Unter deutschen Schülern hält sich ja die Ansicht, Lehrer hätten Lieblinge und andere (sie selbst nämlich) „auf dem Kieker“, dächten sich zudem am liebsten Gemeinheiten aus, mit denen sie ihnen, den Schülern, das Leben so unangenehm wie möglich machen können. (Inzwischen weiß ich, dass es auch Lehrer gibt, die dieselben Verschwörungstheorien ihren Vorgesetzten gegenüber stricken.) Das stimmt nicht mit der Haltung der vielen Lehrer überein, die ich kenne. Richtig ist hingegen, dass Lehrer sich am liebsten rächen wie Frau Wiesenraute.

§

Maharaja-Ausstellung mit indienbegeisterter und -erfahrener Freundin besichtigt.

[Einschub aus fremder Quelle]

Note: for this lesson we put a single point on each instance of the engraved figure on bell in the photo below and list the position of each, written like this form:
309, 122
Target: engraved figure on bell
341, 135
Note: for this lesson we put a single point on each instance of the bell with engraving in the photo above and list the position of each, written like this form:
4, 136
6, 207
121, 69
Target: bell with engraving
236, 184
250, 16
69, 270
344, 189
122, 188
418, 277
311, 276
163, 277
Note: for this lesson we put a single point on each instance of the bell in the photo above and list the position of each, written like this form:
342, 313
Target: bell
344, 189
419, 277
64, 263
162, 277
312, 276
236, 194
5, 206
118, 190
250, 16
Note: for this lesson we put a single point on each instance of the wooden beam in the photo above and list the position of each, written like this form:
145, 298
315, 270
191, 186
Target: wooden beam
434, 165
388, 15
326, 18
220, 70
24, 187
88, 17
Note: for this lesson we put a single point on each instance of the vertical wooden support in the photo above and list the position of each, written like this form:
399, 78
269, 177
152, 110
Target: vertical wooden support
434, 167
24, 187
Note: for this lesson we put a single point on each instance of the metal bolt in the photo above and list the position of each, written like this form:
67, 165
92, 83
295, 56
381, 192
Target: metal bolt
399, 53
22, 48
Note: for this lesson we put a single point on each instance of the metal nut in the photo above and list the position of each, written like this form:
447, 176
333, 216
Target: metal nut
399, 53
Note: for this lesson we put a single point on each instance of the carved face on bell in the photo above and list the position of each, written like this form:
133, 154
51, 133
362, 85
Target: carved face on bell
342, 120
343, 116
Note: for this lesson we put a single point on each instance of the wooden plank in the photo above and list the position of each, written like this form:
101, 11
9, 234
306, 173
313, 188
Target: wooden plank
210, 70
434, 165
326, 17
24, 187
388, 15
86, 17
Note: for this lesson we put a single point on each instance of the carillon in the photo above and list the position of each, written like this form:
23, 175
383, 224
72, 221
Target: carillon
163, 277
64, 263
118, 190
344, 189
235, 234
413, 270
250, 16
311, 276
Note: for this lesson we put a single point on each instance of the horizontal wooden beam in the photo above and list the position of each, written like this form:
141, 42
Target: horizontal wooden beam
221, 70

Tatsächlich wunderbar aufbereitet, die Gemälde, historisches Filmmaterial, Elefantensattel, Erklärungen – sehr sehenswert. Kleiner Tipp: Lieber die englischen Erläuterungen lesen, die deutschen Texte sind nur ziemlich holprige Übersetzungen davon.

§

Die atemlose Kennenlernphase einer Freundschaft, in der man nicht genug Informationen und Geschichten bekommen kann vom begeistert entdeckten Menschen, sich überschlägt in Erzählungen und Fragen, ständig möglichen Geschenken begegnet, von jedem Treffen völlig überdreht und aufgekratzt heim kommt.

§

Zum Abendbrot machte mich der Mitbewohner bekannt mit der Romanoff-Torte seiner Kindheit. Sehr 70er, aber durchaus wohlschmeckend.